Bitcoin Core Integer Overflow Vulnerability Leading to Node Crash on 32-bit Systems

A vulnerability exists in Bitcoin Core versions 0.13.0 through 29.x, where an integer overflow can occur on 32-bit systems. This overflow happens when the software processes blocks larger than 1GB, leading to a crash when the node attempts to write the block to disk. While such a block cannot be transmitted using the 'BLOCK' message, it could theoretically be sent as a compact block if the recipient node has a non-default large mempool containing over 1GB of transactions.

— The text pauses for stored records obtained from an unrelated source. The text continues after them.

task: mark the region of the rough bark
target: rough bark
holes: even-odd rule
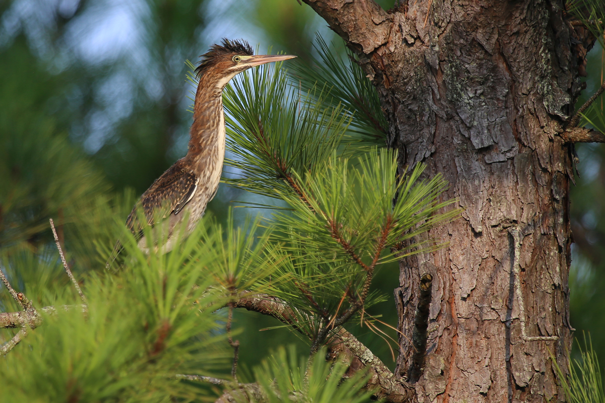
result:
[[[564,133],[581,89],[562,1],[304,0],[360,56],[400,166],[450,183],[460,219],[428,236],[450,242],[402,262],[396,301],[407,378],[417,279],[434,277],[419,402],[561,401],[549,349],[566,368],[572,145]],[[518,228],[527,334],[513,287]],[[551,400],[552,399],[552,400]]]

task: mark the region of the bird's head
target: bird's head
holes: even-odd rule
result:
[[[255,66],[287,60],[296,56],[288,54],[255,56],[252,47],[245,40],[224,39],[221,44],[213,45],[201,57],[200,65],[195,69],[197,77],[203,77],[206,85],[214,83],[222,90],[238,73]]]

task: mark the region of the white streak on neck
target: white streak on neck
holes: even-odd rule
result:
[[[231,81],[231,79],[232,79],[233,77],[234,77],[235,76],[235,74],[237,74],[238,73],[240,73],[240,72],[239,71],[234,71],[234,73],[232,73],[232,74],[229,74],[229,76],[226,76],[223,77],[222,79],[221,79],[220,80],[219,80],[218,82],[217,82],[217,88],[218,88],[218,89],[220,89],[221,91],[223,91],[223,89],[225,88],[226,85],[227,85],[227,83],[228,83],[229,81]]]

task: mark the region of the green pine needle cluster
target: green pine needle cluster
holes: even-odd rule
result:
[[[563,373],[551,354],[565,397],[570,403],[605,403],[605,378],[590,338],[587,340],[585,337],[584,346],[578,347],[580,358],[570,361],[567,368],[569,376]]]
[[[142,228],[145,254],[123,225],[135,195],[112,193],[51,126],[44,135],[24,130],[0,140],[7,190],[0,268],[43,320],[0,364],[0,402],[214,400],[222,390],[177,375],[234,385],[221,308],[243,297],[277,297],[315,353],[347,321],[367,321],[365,309],[384,300],[372,288],[381,265],[442,246],[425,233],[459,214],[442,196],[447,184],[422,165],[401,175],[394,152],[360,141],[380,138],[384,146],[375,90],[356,64],[342,65],[322,42],[318,50],[325,66],[318,75],[295,79],[281,64],[265,65],[224,91],[224,181],[269,198],[260,205],[272,215],[241,224],[231,211],[223,222],[207,214],[167,254],[157,247],[165,223]],[[81,283],[83,309],[49,217]],[[106,271],[117,239],[121,262]],[[20,310],[0,293],[0,311]],[[18,330],[0,329],[0,344]],[[363,373],[342,383],[344,363],[326,363],[319,354],[307,366],[292,352],[276,354],[254,370],[267,401],[353,403],[370,393],[360,392]]]

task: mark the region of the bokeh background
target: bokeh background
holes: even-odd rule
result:
[[[393,3],[379,2],[385,9]],[[335,52],[344,51],[325,22],[295,0],[0,2],[1,264],[15,254],[34,263],[43,259],[51,240],[47,219],[53,217],[75,269],[102,270],[94,251],[100,221],[125,219],[134,198],[186,152],[194,88],[186,80],[185,60],[196,62],[222,37],[304,58],[317,34],[333,41]],[[585,94],[600,85],[604,65],[597,46],[589,54]],[[590,332],[605,363],[605,146],[580,144],[577,150],[571,322],[578,338]],[[221,185],[209,210],[224,219],[234,201],[249,197]],[[91,207],[102,204],[110,206],[105,215]],[[237,211],[240,219],[267,213]],[[24,269],[21,281],[28,276],[40,273]],[[370,313],[391,326],[397,277],[394,265],[374,282],[388,298]],[[58,275],[48,278],[64,286]],[[244,370],[272,347],[303,345],[286,329],[263,330],[278,324],[237,312]],[[367,329],[351,330],[394,366],[384,339]],[[394,337],[388,326],[383,330]]]

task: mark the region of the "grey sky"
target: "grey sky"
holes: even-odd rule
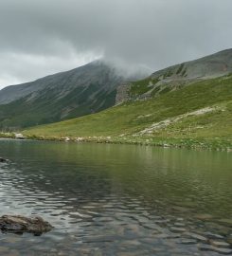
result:
[[[99,57],[157,70],[232,47],[232,0],[0,0],[0,88]]]

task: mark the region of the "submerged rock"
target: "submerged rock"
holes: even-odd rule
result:
[[[25,137],[22,134],[15,134],[15,138],[25,139]]]
[[[53,227],[41,217],[27,218],[20,215],[4,215],[0,217],[2,232],[23,234],[24,232],[41,235],[48,232]]]
[[[5,159],[3,157],[0,157],[0,163],[6,163],[6,162],[8,162],[8,159]]]

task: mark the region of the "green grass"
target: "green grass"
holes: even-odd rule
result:
[[[152,124],[205,107],[217,110],[188,116],[150,135],[134,136]],[[115,142],[232,148],[232,77],[197,82],[148,101],[24,131],[45,137],[112,137]],[[123,135],[123,136],[122,136]],[[113,141],[113,142],[114,142]]]

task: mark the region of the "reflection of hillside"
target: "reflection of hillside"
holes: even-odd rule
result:
[[[117,196],[135,198],[162,214],[173,208],[190,215],[232,212],[227,153],[35,141],[6,141],[1,151],[21,170],[25,188],[54,197],[62,192],[62,201],[77,209],[92,202],[100,209],[100,200]]]

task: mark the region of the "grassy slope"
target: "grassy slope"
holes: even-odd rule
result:
[[[190,116],[152,135],[132,137],[152,123],[178,117],[207,106],[220,109]],[[163,141],[212,141],[210,144],[232,144],[232,76],[208,80],[166,93],[145,101],[127,102],[98,114],[25,131],[30,136],[45,137],[119,137],[118,139]],[[126,137],[126,138],[125,138]],[[223,141],[223,142],[222,142]],[[186,142],[185,142],[186,143]],[[188,142],[187,142],[188,143]],[[198,143],[198,142],[197,142]],[[200,142],[199,142],[200,143]]]

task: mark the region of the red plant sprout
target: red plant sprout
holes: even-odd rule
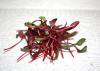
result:
[[[10,48],[4,49],[4,51],[7,52],[11,50],[22,40],[25,40],[27,44],[21,48],[21,51],[24,53],[17,59],[17,62],[27,55],[30,55],[31,60],[29,63],[40,57],[43,57],[43,61],[48,58],[52,62],[58,59],[59,53],[62,58],[64,58],[63,52],[65,51],[68,51],[72,57],[74,57],[73,51],[71,50],[72,47],[74,47],[78,53],[86,52],[87,46],[84,46],[82,49],[78,48],[78,46],[81,46],[85,42],[85,38],[81,38],[77,43],[69,42],[77,32],[69,33],[68,31],[74,29],[79,24],[79,21],[73,22],[70,26],[65,24],[64,27],[60,25],[56,26],[56,21],[57,18],[49,21],[49,25],[47,25],[45,17],[40,16],[39,20],[26,22],[25,26],[28,27],[27,30],[17,30],[18,34],[16,38],[20,37],[20,41]],[[35,22],[40,22],[40,25],[36,25]]]

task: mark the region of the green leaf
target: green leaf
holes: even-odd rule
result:
[[[81,38],[77,43],[76,43],[76,45],[78,45],[78,46],[81,46],[84,42],[85,42],[85,38]]]
[[[45,17],[44,16],[40,16],[39,19],[45,20]]]
[[[87,51],[87,46],[84,46],[80,51],[79,51],[79,53],[84,53],[84,52],[86,52]]]

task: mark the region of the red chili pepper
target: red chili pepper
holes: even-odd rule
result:
[[[82,50],[77,48],[77,46],[83,44],[85,41],[84,38],[74,44],[69,42],[70,38],[76,34],[76,31],[69,33],[68,30],[74,29],[79,24],[79,21],[73,22],[70,26],[65,25],[64,27],[61,27],[55,25],[57,18],[49,21],[50,25],[47,25],[47,20],[43,16],[39,18],[39,20],[25,23],[25,26],[27,26],[28,29],[17,31],[17,37],[20,37],[21,40],[12,47],[4,49],[5,51],[9,51],[22,40],[25,40],[27,44],[25,47],[21,48],[21,51],[24,53],[17,59],[17,62],[27,55],[30,55],[32,58],[30,62],[39,57],[43,57],[43,61],[47,57],[53,62],[58,58],[59,52],[61,53],[62,58],[64,58],[64,50],[69,51],[72,57],[74,57],[71,50],[72,47],[79,53],[86,51],[86,46]],[[37,21],[40,21],[40,25],[38,26],[34,24],[34,22]]]

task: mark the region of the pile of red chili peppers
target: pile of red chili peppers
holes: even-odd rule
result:
[[[63,52],[69,52],[72,57],[73,50],[72,47],[76,49],[78,53],[86,52],[87,46],[84,46],[82,49],[79,49],[77,46],[82,45],[85,42],[85,38],[81,38],[77,43],[70,43],[71,38],[77,34],[76,31],[69,33],[68,31],[74,29],[78,24],[79,21],[73,22],[70,26],[61,27],[61,25],[56,26],[57,18],[49,21],[49,25],[47,25],[47,20],[44,16],[40,16],[38,20],[33,22],[26,22],[25,26],[28,27],[27,30],[18,30],[18,34],[16,38],[20,37],[20,41],[17,42],[10,48],[4,49],[5,52],[9,51],[17,44],[19,44],[22,40],[26,41],[26,46],[21,48],[21,51],[24,53],[17,59],[20,61],[25,56],[30,55],[32,62],[39,57],[43,57],[43,61],[45,58],[50,59],[50,62],[56,60],[61,54],[62,58]],[[36,22],[40,22],[39,25],[36,25]]]

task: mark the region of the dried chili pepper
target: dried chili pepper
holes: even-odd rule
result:
[[[34,20],[33,22],[26,22],[25,26],[28,27],[27,30],[18,30],[16,38],[20,37],[20,41],[10,48],[4,49],[5,52],[9,51],[16,45],[18,45],[22,40],[27,42],[26,46],[21,48],[21,51],[24,53],[17,59],[20,61],[25,56],[30,55],[31,61],[43,57],[50,59],[50,61],[57,60],[59,53],[62,58],[63,52],[68,51],[74,57],[72,47],[76,49],[78,53],[83,53],[87,51],[87,46],[84,46],[82,49],[79,49],[78,46],[81,46],[85,42],[85,38],[81,38],[77,43],[70,43],[70,39],[77,34],[76,31],[69,33],[68,31],[74,29],[79,21],[73,22],[70,26],[65,24],[64,27],[56,26],[55,23],[57,18],[49,21],[47,25],[47,20],[44,16],[40,16],[39,20]],[[36,25],[35,22],[40,22],[40,25]]]

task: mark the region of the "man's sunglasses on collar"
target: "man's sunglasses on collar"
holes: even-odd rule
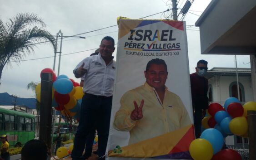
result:
[[[200,70],[202,70],[202,69],[205,69],[205,70],[207,70],[207,69],[208,69],[208,68],[207,68],[207,67],[197,67],[196,68],[197,68],[198,69],[199,69]]]

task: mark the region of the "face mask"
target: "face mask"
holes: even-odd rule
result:
[[[198,75],[200,77],[203,77],[203,76],[206,73],[206,71],[205,69],[198,69]]]

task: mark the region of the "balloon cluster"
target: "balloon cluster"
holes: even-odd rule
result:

This vulnerability is considered low severity and was addressed by capping the maximum 'mempool' size allowed on 32-bit systems.

Impact

Exploiting this vulnerability could cause a node to crash, disrupting its operation and potentially leading to a temporary loss of connectivity with the network.

Reproduction

To reproduce this vulnerability, a node must be running Bitcoin Core version 0.13.0 through 29.x on a 32-bit system. The 'maxmempool' option must be set to a value greater than 3GB, allowing the node to accept a pathological block over 1GB that could be sent as a compact block. When the node receives such a block, the integer overflow occurs, causing the node to crash.

Remediation

Users can upgrade to Bitcoin Core versions 29.1 or 30.0, both of which include the necessary fix. Instructions for downloading these versions are available on the Bitcoin Core website.